Innovative prompt - based design: Transforming abstract reasoning tasks (such as physics, geometry, and counting) into visual video generation challenges, forcing the model to show procedural thinking through "Chain - of - Frame reasoning".

The following table shows the evaluation results of various video generation models on the MME - CoF benchmark. The scoring was done by Gemini - 2.5 - Pro, and the scale ranges from 0 to 4. The research team evaluated from five dimensions.
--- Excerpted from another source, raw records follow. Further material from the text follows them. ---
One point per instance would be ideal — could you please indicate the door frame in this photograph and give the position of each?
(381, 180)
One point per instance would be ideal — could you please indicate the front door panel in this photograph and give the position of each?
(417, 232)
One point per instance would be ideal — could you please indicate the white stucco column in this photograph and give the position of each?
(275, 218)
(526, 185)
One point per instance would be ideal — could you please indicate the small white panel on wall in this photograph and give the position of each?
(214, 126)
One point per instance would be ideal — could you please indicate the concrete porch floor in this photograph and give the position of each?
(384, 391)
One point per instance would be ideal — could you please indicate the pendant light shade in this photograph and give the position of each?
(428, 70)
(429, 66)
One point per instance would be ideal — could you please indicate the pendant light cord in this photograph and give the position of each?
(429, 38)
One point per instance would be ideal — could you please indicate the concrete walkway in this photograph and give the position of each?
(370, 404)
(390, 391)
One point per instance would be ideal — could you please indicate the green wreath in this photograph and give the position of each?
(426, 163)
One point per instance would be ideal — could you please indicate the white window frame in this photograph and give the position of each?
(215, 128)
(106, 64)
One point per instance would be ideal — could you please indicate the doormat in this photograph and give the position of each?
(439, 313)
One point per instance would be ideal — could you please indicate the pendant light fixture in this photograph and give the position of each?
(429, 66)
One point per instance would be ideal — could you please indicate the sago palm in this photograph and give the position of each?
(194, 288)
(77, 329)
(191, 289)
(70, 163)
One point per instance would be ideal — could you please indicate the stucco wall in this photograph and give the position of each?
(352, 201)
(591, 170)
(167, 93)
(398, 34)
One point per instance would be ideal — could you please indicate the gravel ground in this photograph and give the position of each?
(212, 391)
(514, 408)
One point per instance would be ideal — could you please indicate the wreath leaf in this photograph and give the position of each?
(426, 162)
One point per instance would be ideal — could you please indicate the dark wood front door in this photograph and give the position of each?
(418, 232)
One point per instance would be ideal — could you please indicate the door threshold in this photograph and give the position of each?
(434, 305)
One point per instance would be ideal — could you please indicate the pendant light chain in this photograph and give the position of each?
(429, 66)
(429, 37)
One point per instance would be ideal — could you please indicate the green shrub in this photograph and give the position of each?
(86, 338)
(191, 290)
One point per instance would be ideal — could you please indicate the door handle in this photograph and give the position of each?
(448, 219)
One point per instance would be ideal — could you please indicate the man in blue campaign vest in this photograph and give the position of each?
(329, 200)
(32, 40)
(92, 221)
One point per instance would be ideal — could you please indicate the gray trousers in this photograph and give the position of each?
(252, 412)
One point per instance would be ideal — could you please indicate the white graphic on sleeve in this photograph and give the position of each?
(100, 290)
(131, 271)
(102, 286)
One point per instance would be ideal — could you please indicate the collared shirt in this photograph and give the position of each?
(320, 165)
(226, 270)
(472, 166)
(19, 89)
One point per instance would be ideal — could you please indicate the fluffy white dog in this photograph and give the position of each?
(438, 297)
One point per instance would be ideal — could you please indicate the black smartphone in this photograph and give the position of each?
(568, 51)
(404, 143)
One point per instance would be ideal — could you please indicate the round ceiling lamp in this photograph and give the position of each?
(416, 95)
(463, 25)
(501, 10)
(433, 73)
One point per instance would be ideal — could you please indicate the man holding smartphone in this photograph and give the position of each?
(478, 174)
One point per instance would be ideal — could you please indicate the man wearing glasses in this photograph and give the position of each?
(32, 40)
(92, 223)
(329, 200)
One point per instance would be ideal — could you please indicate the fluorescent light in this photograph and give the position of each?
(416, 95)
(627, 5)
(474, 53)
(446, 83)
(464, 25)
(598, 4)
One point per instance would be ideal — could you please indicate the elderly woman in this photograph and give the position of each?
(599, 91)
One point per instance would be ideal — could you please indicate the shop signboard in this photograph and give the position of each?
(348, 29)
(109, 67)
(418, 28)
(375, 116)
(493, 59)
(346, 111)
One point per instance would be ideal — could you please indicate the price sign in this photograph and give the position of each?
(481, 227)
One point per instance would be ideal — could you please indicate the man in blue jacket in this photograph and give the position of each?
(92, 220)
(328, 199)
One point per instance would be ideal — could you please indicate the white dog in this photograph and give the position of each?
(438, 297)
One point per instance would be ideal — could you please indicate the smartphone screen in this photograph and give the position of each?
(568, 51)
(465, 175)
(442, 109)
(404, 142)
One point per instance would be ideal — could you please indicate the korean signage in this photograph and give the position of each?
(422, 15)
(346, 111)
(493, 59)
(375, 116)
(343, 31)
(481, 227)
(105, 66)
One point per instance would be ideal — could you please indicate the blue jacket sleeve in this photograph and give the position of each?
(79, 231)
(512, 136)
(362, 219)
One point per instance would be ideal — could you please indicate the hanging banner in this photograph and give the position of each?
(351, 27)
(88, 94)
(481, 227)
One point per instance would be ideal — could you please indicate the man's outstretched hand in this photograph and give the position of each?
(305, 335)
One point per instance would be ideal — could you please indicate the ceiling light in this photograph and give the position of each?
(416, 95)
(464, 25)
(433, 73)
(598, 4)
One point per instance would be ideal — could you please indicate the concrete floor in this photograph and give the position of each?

Overall, the average scores of each model are generally lower than 2 points.

Conclusion: Reasoning or performing?

Based on the empirical analysis of Veo 3 and the quantitative evaluation results of many video models, the researchers drew the following conclusions:

1. It does not yet have independent zero - shot reasoning ability - the model mainly relies on data patterns rather than logical deduction.

2. Strong generation ≠ strong reasoning - its performance mainly comes from pattern memory and visual consistency rather than conceptual understanding.

3. It focuses on appearance rather than causality - the results generated by the model often "seem correct" but are not logically valid.

4. It still has potential in the future - it can be a powerful supplementary module for visual reasoning systems and cooperate with logical models to build a more complete multimodal intelligent system.

Overall, this research provides a clear and systematic empirical analysis and evaluation framework for the academic community, revealing the key gap that video generation models still need to cross in the process of moving from "generation" to "reasoning" and achieving a truly "general visual model".

This article is from the WeChat public account "Machine Intelligence", and is published by 36Kr with authorization.